(I am writing this sitting in one of the great British wayside institutions- a Little Chef- somewhere near Skipton.)
We have been away on holiday for a week- more on this later- but today we attend our friends Stacey and Bob’s wedding at Beeston Manor, near Preston. Emily and I will be playing some fiddle/guitar music, and they kindly asked me to write a poem for the ceremony.
It is a humanist ceremony, and so I spent some time trying to come up with some way of saying something new about love. Not an easy thing to do without stumbling into a morass of sticky clichés. Also, my main poetic voice tends towards melancholic introspection, not quite the right tone for a wedding!
So, with every best wish to the happy couple- here is my poem of love;
The shared unknown
What more can be said of love that has not been said before?

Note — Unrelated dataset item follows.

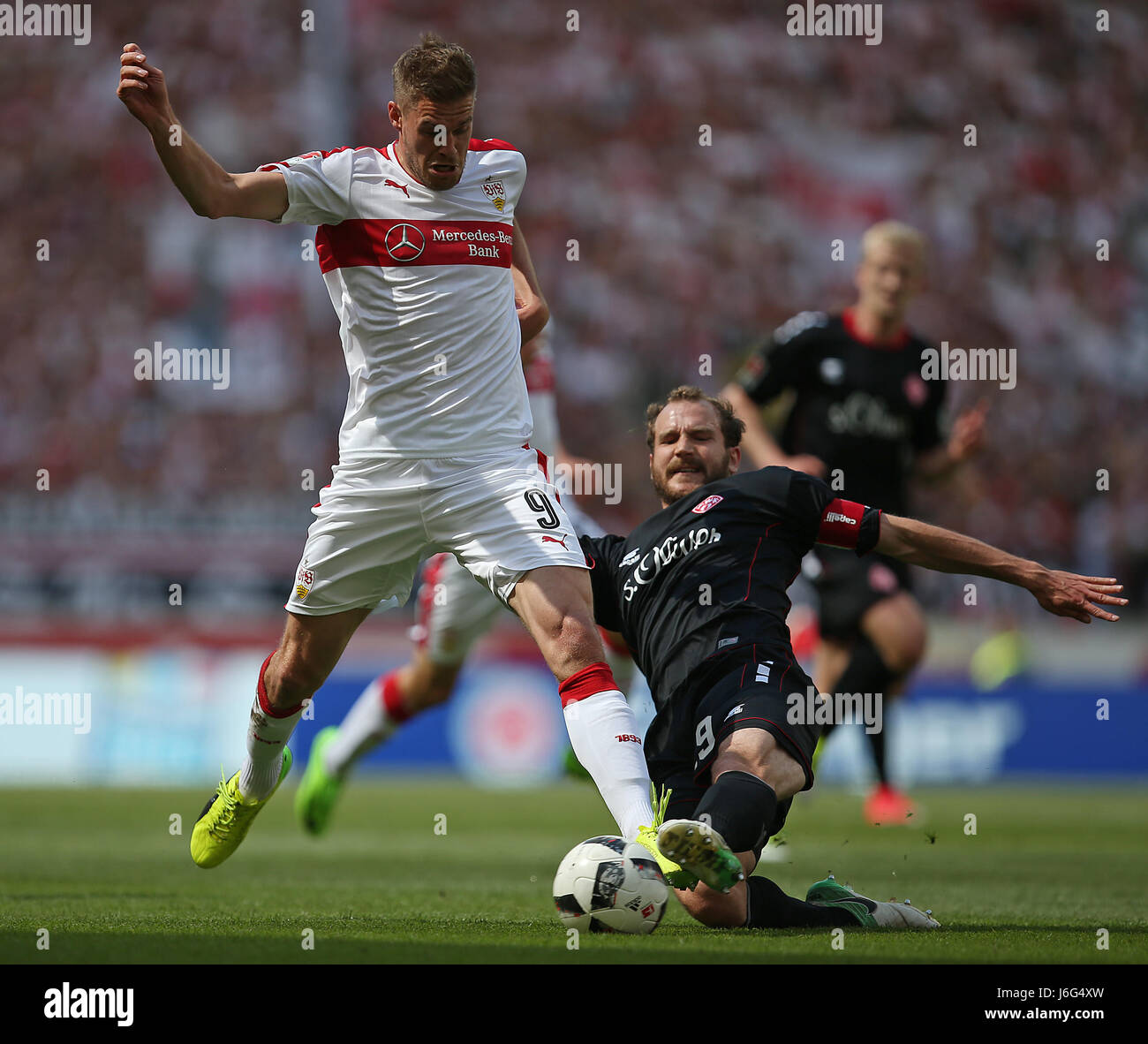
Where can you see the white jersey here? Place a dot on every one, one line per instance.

I could sing to you of roses
I could scratch our names on trunks of trees
Or shower you with diamonds
We could walk through moonlight holding hands
Throw coins in Italian fountains
Or I could tell you of how, as a child
Someone sprinkled perfume on my pillow
And it smelled of you
Of how the sound of your voice is a flute
Blown by a desert wind
From some distant spice-filled oasis
But love is not captured in words
It also does the dishes
It takes the cold side of the bed
And knows all our guilty secrets
Love grows fat and grey and old
It gets sick and needs protection
So walk with me into this shared unknown
Love is a far horizon
Wherever you go is fine with me
These miles we’ll make together
For love is home when you are there
And will be so for ever
Very lovely, Big Boy. You had me at, “It also does the dishes”. You incurable romantic!